Space is what I don't have, I've allready sold this one to a friend and he's kind enough to wait untill the new one is ready. Very addicting hobby, not to cheap also but yep, it's fun and entertaining.


----------



## Nath514 (Jul 8, 2012)

Really nice looking tank! What is that hood you are using.


----------



## isacco (May 26, 2012)

Nath514 said:


> Really nice looking tank! What is that hood you are using.


thank you. the hood it's a ExoTerra hood with a temp/humidity ebay controller. the temp controls a vent in summer and a heater in winter and the humidity controls the rain. 
its this one:
Digital Temperature Control Controller and Digital Humidity Controller &Sensor | eBay


----------



## isacco (May 26, 2012)

well, hopefully next week I'll have the new one ready. I gathered some seed shels I want to use as flower pots and hiding spots for the leucs and I have two pieces of mopani wood I want to use, still working with the layout. The background would be made of epiweb. Also have on the way some Kyoto moss spores.

I would like to try some small orchids in the new enclosure, reading a lot but I'm not sure yet. any recomendation for some miniature orchids that would do well in a hot terrarium?


----------



## isacco (May 26, 2012)

More goodies on the post box this morning


----------



## WeeNe858 (Sep 13, 2010)

don't you just love buying things for a new build!


----------



## isacco (May 26, 2012)

Still a work in progress, but here it is. a 70x50x50 cm terrarium, and since I had some space on the table i've build a 35x50x50 cm to fill up the space 
(thanks to Darryl for the useful thread - Constructing a Euopean type Vivarium Step by Step)

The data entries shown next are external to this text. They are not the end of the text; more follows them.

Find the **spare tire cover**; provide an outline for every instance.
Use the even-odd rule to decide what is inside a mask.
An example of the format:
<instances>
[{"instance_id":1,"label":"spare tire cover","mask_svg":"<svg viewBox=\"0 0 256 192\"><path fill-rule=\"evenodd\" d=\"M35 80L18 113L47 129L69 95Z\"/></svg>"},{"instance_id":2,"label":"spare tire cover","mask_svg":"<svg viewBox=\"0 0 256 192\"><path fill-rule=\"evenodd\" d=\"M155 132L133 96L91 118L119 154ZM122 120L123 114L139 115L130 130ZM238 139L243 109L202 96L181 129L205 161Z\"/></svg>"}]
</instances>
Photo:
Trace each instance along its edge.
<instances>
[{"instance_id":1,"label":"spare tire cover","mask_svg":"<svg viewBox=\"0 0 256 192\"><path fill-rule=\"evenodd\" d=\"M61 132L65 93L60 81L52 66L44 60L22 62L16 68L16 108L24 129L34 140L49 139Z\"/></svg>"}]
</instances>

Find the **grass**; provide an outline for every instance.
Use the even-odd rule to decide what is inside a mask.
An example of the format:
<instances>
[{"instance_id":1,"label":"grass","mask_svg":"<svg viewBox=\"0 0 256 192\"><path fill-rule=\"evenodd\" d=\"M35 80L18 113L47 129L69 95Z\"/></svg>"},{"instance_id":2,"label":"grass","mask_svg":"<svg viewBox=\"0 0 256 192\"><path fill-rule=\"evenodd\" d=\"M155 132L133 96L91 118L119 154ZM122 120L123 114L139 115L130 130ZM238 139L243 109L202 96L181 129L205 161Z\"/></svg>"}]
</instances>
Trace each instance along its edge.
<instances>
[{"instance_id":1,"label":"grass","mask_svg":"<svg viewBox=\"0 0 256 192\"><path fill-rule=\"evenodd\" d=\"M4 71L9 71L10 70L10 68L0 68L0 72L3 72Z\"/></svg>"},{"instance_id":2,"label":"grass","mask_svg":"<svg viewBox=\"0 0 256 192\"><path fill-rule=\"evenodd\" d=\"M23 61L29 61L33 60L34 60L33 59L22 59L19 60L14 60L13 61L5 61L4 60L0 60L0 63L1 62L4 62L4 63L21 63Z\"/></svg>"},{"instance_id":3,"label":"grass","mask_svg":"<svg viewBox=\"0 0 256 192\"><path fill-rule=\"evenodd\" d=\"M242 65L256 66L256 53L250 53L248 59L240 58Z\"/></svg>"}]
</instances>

on the left 70x50x50 cm was built by a friend of mine at arteaquatico.com and the one on the right 35x50x50cm build by myself from scrap glass. It is not that hard once you get the confidence to cut the glass 

Plants are pepperomias, fitonias, guzmanias, bulbophyllum frostii, nanodes porpax, mediocalcar decoratum, restrepia elegans, restrepia trichoglossa, mosses. Still have to put the kyoto moss spores in, and waiting for some mini orchids as well. Leaf litter will be added on both vivs. Sugestions are very welcome.



















The 7W PAR38 red and blue are too much red for my taste so I have other two 12W white on the road, and will tune it. I was thinking on mixing 9 whites - 2 reds - 1blue for each bulb. 

just got back from expo vith 3 new phyllobates vittatus for the small viv, one male and two females. females are yellow banded and male is copper banded. For the moment until the big one is finished all six are housed in the small one.










branch wrapped on epiweb


----------



## isacco (May 26, 2012)

Epidendrum porpax is blooming. I have 5 flowers and 3 more to open. 
I think the leds work just fine. Still waiting for the other two 12W to do the tunning.
Also a new shipment of orchids on the way.


----------



## diggenem (Sep 2, 2011)

I really like your builds, good job!!


----------



## isacco (May 26, 2012)

diggenem said:


> I really like your builds, good job!!


thanks, it's not what I have in mind, still a work in progress. Just made my first fan, since the humidity levels drop quiqly, I seald the top vent and need to move the air inside. so I've used a 50mm computer fan, some pvc pipe and did this. No pics taken to the process, but since I have to build 3 more I will take some detail pictures. Time to drill the top and install it.


----------



## isacco (May 26, 2012)




----------



## isacco (May 26, 2012)

new plants in and mixed the leds so no disco efect. 
Massdevalia floribunda
Massdevalia minutae
Pleurothallis yellow
Macodes petola
Ceratocentron fesselii

I can see new grow on Restrepia elegans, Epidendrum porpax and Mediocalcar decoratum

Here are some pics:
Tunned leds









Side view









Front view









Both vivs









Massdevalia floribunda


----------



## isacco (May 26, 2012)

new grow on Restrepia elegans


----------



## frogface (Feb 20, 2010)

Beautiful! !


----------



## isacco (May 26, 2012)

Masdevallia minutae is blooming, also new growth in Bulbophyllum frostii


----------



## isacco (May 26, 2012)

Pleurothallis sp. yelow is on bloom.


















Masdevallia minutae


----------